Hospitals and health systems work hard every day to deliver high-quality health care services to all patients in their communities. At the same time, they also continue to lead many efforts to advance affordability in health care.

Advancing affordability in health care also is a key focus area of the AHA’s advocacy efforts. We have worked to protect patients from out-of-network medical bills (also known as surprise bills) and supported useful price transparency efforts to ensure patients have access to the information they seek when preparing for care, such as what their out-of-pocket costs are given their particular insurance plan.

Among other priorities, we continue to urge Congress and the Administration to rein in the rising costs of drugs; help make health care coverage more affordable; clamp down on wasteful administrative costs caused by certain commercial health insurer practices and support providers to transition to value-based reimbursement where it makes sense.

Earlier this week, we challenged the findings of the RAND Corporation’s fourth paper looking at hospital prices, which measures and reports the prices paid for care at the hospital and service-line level. Like its predecessors, this latest work once again overreaches and jumps to unfounded conclusions based on incomplete data.

For one thing, it looks at claims for just 2.2% of overall hospital spending, which, no matter how you slice it, represents a small share of what actually happens in hospitals and health systems in the real world.

RAND 4.0 also continues to ignore that hospitals are not all the same. Hospitals and health systems provide different services, and many offer different specialties. These differences are meaningful in terms of the cost of delivering services across the wide range of U.S. hospitals — from rural critical access hospitals to large academic medical centers.

Tellingly this year, when RAND calculated more claims as compared to previous versions of this paper, the average price for hospital services actually declined. This suggests what we have long suspected: You just can’t draw credible conclusions from such a limited and biased set of claims.

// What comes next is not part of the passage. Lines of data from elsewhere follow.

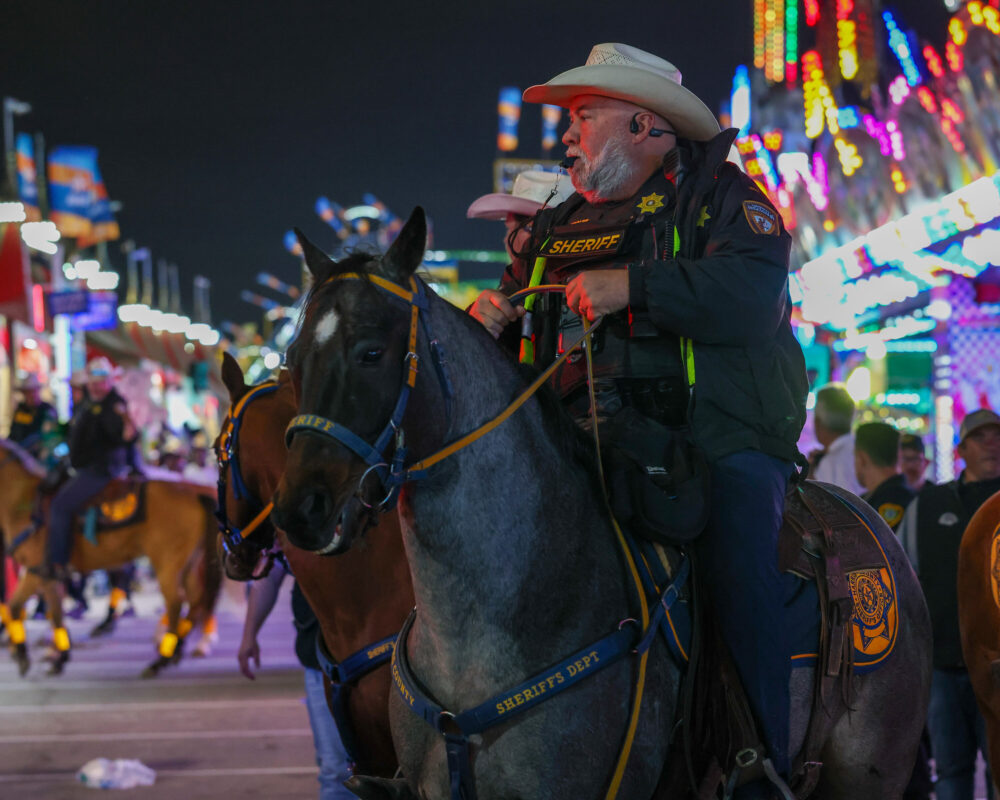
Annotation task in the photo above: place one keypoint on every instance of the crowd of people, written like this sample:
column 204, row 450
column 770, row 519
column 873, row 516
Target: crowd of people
column 889, row 470
column 686, row 260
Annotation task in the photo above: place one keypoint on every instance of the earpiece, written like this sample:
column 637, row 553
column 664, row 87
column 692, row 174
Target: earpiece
column 633, row 127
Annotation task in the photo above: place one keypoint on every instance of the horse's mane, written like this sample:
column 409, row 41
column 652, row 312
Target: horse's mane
column 575, row 444
column 28, row 461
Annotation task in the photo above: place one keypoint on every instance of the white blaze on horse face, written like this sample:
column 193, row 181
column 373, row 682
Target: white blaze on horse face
column 326, row 327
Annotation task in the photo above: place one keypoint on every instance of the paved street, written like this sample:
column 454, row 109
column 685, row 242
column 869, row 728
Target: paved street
column 206, row 730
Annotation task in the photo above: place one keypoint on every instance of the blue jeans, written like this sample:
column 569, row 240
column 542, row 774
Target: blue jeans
column 74, row 495
column 334, row 767
column 957, row 733
column 739, row 553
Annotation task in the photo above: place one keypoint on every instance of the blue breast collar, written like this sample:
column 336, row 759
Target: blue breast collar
column 343, row 676
column 457, row 727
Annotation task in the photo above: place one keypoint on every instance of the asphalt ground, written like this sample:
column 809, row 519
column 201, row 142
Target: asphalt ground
column 207, row 731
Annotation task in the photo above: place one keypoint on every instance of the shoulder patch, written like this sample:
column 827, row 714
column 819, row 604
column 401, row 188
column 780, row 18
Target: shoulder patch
column 892, row 513
column 761, row 217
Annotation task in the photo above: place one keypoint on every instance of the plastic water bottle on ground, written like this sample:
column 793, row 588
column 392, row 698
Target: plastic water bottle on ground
column 121, row 773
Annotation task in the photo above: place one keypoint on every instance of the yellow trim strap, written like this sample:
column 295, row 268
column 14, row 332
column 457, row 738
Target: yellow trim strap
column 257, row 521
column 168, row 645
column 60, row 638
column 16, row 630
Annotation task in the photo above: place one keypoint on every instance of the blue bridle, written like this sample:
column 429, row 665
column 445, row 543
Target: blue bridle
column 390, row 471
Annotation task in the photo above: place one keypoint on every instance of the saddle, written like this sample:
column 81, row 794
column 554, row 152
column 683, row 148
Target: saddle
column 824, row 539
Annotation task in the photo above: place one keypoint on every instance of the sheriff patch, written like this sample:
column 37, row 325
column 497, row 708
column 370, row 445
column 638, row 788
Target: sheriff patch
column 606, row 242
column 761, row 217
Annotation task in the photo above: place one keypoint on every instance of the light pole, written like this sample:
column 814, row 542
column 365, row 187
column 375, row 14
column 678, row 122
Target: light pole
column 11, row 107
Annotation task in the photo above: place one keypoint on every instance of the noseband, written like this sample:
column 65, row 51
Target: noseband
column 390, row 471
column 229, row 464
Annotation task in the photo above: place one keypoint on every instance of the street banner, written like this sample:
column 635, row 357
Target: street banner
column 72, row 180
column 27, row 178
column 509, row 110
column 104, row 226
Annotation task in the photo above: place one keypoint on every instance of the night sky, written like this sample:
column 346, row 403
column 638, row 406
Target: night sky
column 220, row 123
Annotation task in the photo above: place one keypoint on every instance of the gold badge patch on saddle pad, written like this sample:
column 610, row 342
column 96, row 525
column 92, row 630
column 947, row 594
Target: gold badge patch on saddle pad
column 761, row 217
column 876, row 617
column 600, row 243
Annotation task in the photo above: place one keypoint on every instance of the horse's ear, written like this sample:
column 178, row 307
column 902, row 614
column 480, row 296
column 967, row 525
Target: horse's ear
column 319, row 263
column 407, row 251
column 232, row 378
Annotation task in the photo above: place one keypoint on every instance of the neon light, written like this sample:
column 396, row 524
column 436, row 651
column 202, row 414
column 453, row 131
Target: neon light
column 812, row 12
column 900, row 47
column 791, row 40
column 38, row 307
column 847, row 39
column 849, row 158
column 933, row 61
column 759, row 8
column 944, row 439
column 739, row 101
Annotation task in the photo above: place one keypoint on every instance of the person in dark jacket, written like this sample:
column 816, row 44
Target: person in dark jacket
column 98, row 443
column 931, row 533
column 35, row 422
column 687, row 261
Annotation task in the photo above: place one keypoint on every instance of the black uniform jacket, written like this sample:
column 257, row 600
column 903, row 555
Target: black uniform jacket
column 97, row 435
column 725, row 291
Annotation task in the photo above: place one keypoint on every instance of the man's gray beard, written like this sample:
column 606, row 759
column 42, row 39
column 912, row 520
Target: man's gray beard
column 606, row 177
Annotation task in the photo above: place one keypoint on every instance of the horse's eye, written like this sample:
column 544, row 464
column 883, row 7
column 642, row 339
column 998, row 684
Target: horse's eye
column 372, row 355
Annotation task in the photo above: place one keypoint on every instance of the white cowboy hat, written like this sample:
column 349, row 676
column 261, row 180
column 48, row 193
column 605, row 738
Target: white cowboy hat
column 30, row 382
column 532, row 189
column 628, row 73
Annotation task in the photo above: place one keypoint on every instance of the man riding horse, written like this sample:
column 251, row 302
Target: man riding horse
column 688, row 261
column 100, row 437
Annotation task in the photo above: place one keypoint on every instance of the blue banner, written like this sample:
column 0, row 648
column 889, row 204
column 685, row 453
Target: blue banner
column 27, row 177
column 72, row 173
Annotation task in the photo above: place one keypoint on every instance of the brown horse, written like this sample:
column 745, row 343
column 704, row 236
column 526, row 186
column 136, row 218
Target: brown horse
column 979, row 616
column 359, row 598
column 177, row 535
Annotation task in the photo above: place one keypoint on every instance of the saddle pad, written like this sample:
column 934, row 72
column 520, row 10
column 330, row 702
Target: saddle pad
column 875, row 620
column 120, row 503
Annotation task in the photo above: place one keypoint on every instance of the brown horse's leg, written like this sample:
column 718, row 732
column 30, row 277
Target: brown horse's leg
column 28, row 586
column 169, row 578
column 54, row 591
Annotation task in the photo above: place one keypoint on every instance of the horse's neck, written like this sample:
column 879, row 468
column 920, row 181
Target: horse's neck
column 508, row 526
column 18, row 489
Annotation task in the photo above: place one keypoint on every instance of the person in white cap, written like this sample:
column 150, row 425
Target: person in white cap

But perhaps RAND 4.0’s most significant flaw is using Medicare reimbursement rates as an appropriate benchmark for price comparison … when even the Medicare Payment Advisory Commission acknowledges that Medicare does not fully cover the cost of providing care to Medicare beneficiaries.

As noted in a recent AHA blog Medicare reimbursement rates do not cover the actual cost of the care provided, and are slow to respond to inflation, supply shortages and increased costs for staff. They also can be subject to the whims of political pressure.

For these reasons, linking commercial prices to inadequate Medicare rates would cause even more financial strain to hospitals already facing tremendous challenges as a result of the ongoing COVID-19 pandemic and rising inflation. The result could be reduced patient access to care. Policymakers should be strengthening payment rates from Medicare, not holding them up as the gold standard.

Hospitals and health systems are the only sector that provides life-saving 24/7 care to everyone who needs it, and we are committed to make care more affordable by transforming the way health care is delivered in our communities.

But we cannot do it alone. It will take a real effort by everyone involved — providers, the government, employers and individuals, device makers, drug manufacturers, insurers and others.